Not memorized as isolated facts to be retrieved. Known as relationships that are so familiar they feel obvious. The difference matters. A child who has experienced these relationships concretely and pictorially, who has physically split ten objects into different groups many times, arrives at automatic knowledge through understanding. That knowledge is stable and flexible. Rote memorization of the same facts produces something more brittle.

Step four: applying the strategy with two digit additions crossing ten.

Once the bonds to ten are solid, the making tens strategy can be applied to additions that cross the ten boundary: eight plus five, seven plus six, nine plus four, and so on. At this stage, encourage the child to narrate their thinking. "Eight needs two more to make ten. I take two from five, which leaves three. Eight plus two is ten, ten plus three is thirteen."

This narration is not just communication. It is consolidation. The act of putting the strategy into words forces the child to organize and sequence their thinking in a way that deepens the understanding.

Step five: extending to larger numbers.

Once the strategy is reliable with single digits, extend it explicitly to larger contexts. Eighteen plus six uses exactly the same logic as eight plus six. Forty seven plus five uses the same logic applied to the next ten boundary. Making this connection explicit, showing a child that the strategy they already know applies to new situations, is one of the most powerful instructional moves available.

How to Build This at Home Without Special Materials

You do not need worksheets, apps, or curriculum materials to build the making tens strategy. Some of the most effective practice happens in the natural flow of a day.

Counting objects into ten. Any time you have a collection of small objects, count them into groups of ten together. Ask: how many in this group? How many more to reach the next ten? These questions, asked casually and repeatedly, build the ten anchor through experience.

Ten frames with everyday objects. Draw a simple two by five grid on a piece of paper or use an egg carton. Place objects in it and ask: how many are in? How many empty spaces? How many more do we need? Egg cartons work particularly well because they are already organized in rows and already present in most kitchens.

"How far from ten?" as a daily game. When you see a number in daily life, on a price tag, on a page number, on a clock, ask: how far is that from ten? Or from the next ten? These casual questions, sustained over weeks and months, build numerical fluency through conversation.

Narrated mental math. When you do mental arithmetic in front of your child, narrate your thinking using the making tens approach. "I need to add eight and seven. Eight needs two more to make ten, so I take two from the seven, which leaves five. Ten plus five is fifteen." Children who hear fluent mathematical thinking narrated regularly begin to internalize the strategies they hear.
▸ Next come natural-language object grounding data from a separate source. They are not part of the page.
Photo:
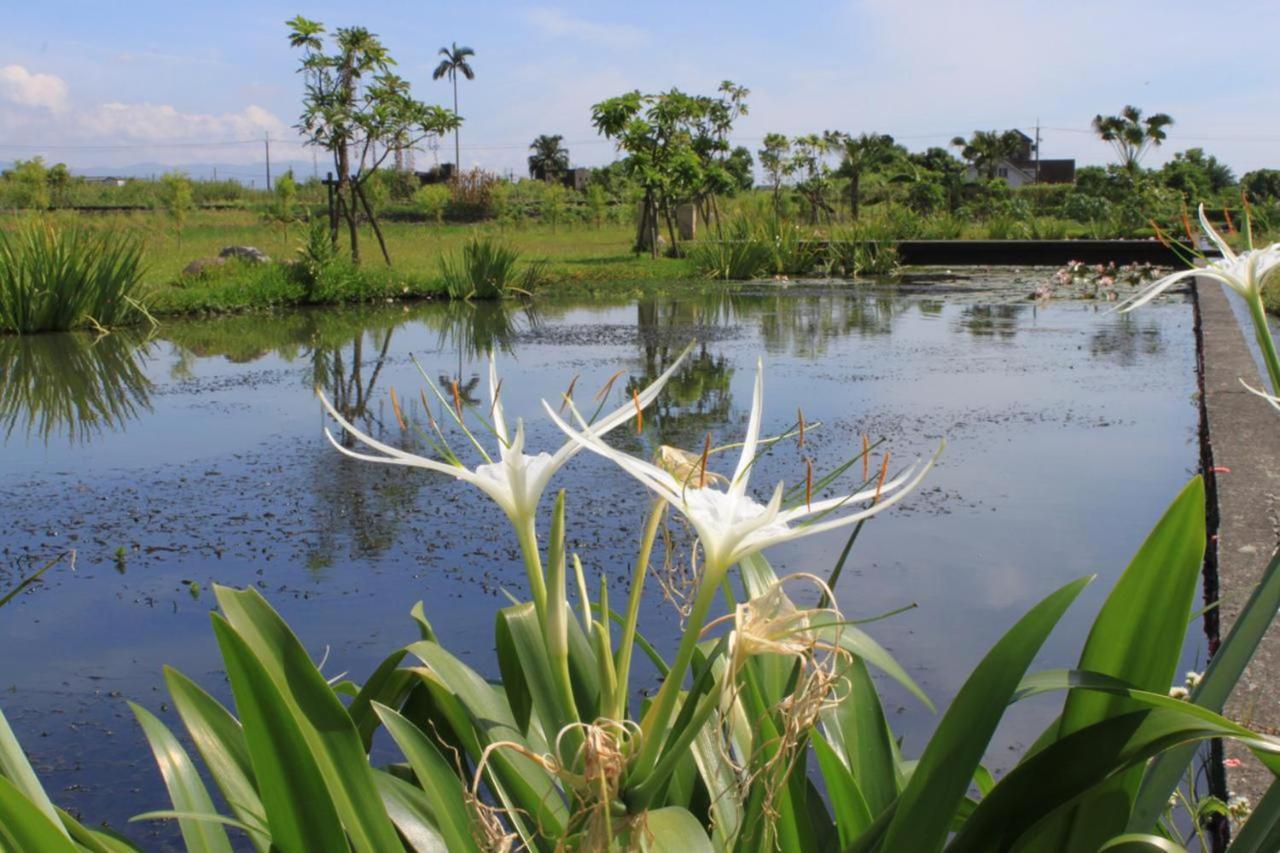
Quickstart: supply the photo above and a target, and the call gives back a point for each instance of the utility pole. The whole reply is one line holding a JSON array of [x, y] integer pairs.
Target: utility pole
[[1037, 149]]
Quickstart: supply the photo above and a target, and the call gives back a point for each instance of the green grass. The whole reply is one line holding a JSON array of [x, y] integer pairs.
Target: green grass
[[579, 259], [55, 278]]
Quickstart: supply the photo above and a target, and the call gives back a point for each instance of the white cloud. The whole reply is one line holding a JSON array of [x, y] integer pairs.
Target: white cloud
[[36, 110], [19, 86], [557, 23]]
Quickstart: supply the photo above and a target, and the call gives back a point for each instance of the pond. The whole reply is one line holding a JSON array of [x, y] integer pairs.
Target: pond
[[196, 456]]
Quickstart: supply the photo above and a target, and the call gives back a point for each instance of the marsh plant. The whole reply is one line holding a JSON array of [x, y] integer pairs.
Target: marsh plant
[[489, 269], [55, 278], [764, 730]]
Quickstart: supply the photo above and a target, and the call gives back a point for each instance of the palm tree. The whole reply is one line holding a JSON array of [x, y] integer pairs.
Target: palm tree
[[863, 154], [455, 62], [986, 149], [1132, 135], [549, 159]]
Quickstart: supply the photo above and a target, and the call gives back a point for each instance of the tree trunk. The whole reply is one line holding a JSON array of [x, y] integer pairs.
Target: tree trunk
[[373, 220], [457, 145], [348, 213]]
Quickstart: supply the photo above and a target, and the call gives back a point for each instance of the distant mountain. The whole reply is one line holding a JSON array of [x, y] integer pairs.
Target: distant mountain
[[248, 174]]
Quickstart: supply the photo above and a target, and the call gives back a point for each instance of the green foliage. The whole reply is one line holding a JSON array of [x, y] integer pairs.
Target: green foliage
[[743, 254], [1132, 135], [55, 278], [432, 200], [488, 269], [26, 185], [549, 159]]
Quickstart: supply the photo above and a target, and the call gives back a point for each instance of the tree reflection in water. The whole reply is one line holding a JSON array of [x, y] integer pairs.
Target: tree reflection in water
[[73, 383]]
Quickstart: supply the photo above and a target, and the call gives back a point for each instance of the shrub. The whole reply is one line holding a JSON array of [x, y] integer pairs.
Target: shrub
[[432, 200], [470, 194], [488, 269], [56, 278], [744, 254]]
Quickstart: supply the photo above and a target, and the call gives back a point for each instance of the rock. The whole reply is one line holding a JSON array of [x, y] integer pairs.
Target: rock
[[202, 265], [246, 254]]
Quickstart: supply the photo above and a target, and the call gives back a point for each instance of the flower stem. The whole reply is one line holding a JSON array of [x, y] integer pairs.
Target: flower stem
[[626, 643], [657, 720], [528, 537], [1262, 332]]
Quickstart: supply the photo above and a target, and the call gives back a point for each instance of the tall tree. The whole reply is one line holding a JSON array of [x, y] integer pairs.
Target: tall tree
[[359, 112], [549, 159], [986, 149], [455, 63], [809, 162], [1132, 135], [775, 162], [664, 138], [863, 154]]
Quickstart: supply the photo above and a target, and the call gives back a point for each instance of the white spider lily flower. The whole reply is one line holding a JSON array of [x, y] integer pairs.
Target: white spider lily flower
[[1246, 273], [516, 480], [1270, 398], [731, 524]]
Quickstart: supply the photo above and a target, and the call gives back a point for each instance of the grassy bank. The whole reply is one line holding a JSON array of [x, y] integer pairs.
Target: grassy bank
[[579, 258]]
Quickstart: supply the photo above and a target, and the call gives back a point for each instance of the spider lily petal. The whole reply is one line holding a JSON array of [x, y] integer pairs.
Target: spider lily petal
[[730, 524], [517, 479], [1270, 398]]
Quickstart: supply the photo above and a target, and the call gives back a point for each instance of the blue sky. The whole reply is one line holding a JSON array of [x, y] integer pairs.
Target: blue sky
[[159, 81]]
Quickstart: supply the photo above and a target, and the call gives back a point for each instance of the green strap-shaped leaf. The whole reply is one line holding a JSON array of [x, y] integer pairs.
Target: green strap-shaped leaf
[[411, 812], [324, 723], [853, 817], [1141, 843], [1075, 766], [1137, 637], [1220, 678], [859, 734], [923, 815], [479, 714], [186, 790], [389, 685], [672, 830], [16, 767], [24, 826], [298, 810], [437, 779], [220, 742], [1261, 833]]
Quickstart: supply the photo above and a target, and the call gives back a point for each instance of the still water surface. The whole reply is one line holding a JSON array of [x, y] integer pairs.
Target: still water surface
[[196, 456]]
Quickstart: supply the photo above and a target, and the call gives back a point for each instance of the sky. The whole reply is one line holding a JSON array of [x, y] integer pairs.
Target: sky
[[181, 82]]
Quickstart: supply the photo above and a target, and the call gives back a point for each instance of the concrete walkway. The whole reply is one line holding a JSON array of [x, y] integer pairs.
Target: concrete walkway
[[1242, 456]]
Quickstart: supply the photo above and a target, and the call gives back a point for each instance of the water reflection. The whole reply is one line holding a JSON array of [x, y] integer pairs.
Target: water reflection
[[999, 320], [1128, 340], [73, 384]]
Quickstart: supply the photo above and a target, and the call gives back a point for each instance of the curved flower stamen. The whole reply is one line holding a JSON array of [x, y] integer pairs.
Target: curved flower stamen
[[1247, 273], [730, 524], [516, 479]]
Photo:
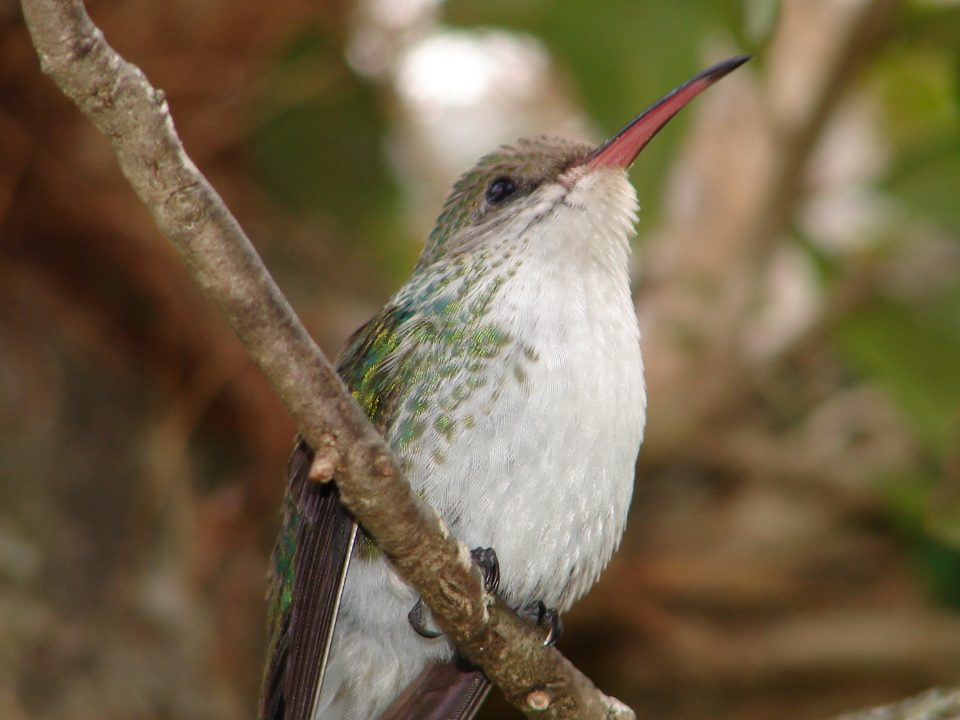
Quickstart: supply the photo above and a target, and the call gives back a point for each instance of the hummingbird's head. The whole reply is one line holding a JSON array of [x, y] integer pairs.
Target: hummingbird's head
[[516, 186]]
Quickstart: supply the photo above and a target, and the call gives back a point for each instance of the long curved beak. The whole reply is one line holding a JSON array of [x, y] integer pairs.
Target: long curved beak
[[622, 149]]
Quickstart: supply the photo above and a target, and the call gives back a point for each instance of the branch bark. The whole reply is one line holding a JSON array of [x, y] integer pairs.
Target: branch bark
[[118, 99]]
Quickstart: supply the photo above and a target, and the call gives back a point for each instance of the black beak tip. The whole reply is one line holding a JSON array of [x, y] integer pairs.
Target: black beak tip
[[724, 67]]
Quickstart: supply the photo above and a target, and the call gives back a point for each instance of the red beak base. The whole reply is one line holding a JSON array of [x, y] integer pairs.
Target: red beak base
[[622, 149]]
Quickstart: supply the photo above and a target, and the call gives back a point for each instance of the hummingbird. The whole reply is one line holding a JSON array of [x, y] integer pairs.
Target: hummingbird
[[507, 376]]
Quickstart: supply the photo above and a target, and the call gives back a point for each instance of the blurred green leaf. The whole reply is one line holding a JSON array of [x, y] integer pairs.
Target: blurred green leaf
[[320, 148], [913, 354], [936, 559], [918, 87]]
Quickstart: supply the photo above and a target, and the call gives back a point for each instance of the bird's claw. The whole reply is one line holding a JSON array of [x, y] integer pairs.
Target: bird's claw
[[486, 560], [419, 623], [542, 616]]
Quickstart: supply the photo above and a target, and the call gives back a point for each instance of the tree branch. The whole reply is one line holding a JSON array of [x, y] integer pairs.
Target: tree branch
[[119, 100]]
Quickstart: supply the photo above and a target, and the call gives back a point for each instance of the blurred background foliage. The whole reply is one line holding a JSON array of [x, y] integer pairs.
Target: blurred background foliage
[[794, 548]]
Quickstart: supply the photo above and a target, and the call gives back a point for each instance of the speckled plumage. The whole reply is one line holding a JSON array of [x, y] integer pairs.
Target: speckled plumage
[[507, 375]]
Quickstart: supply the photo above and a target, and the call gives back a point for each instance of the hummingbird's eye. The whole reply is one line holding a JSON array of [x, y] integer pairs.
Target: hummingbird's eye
[[500, 189]]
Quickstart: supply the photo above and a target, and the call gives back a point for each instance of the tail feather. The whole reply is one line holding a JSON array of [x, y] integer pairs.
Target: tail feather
[[442, 691]]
How This Strategy Connects to Everything That Comes After

Making tens does not stop being relevant when a child moves past single digit addition. It is the explicit foundation of:

Place value understanding. The understanding that ten ones compose one ten, that ten tens compose one hundred, is a direct extension of the making tens insight. Children who have genuinely internalized making tens find place value considerably more intuitive than children who have not.

Subtraction strategies. Counting back to the previous ten, a core mental subtraction strategy, is the mirror image of making tens for addition. The same ten anchor, used in reverse.

Addition and subtraction with two and three digit numbers. Breaking a number apart to bridge through tens is the mental strategy most fluent adult calculators use for mental arithmetic with larger numbers. It begins here.

Multiplication. Understanding multiplication as groups of tens and ones builds directly on the making tens foundation. Five times twelve is much more accessible to a child who already thinks naturally in terms of tens.

Decimal and percentage reasoning. The entire logic of decimals and percentages is organized around ten and one hundred. Children with a deep ten sense navigate this territory with far more intuition than those without.

One strategy. Built early. Applied with genuine understanding. The return on that investment continues for the entire mathematical education that follows.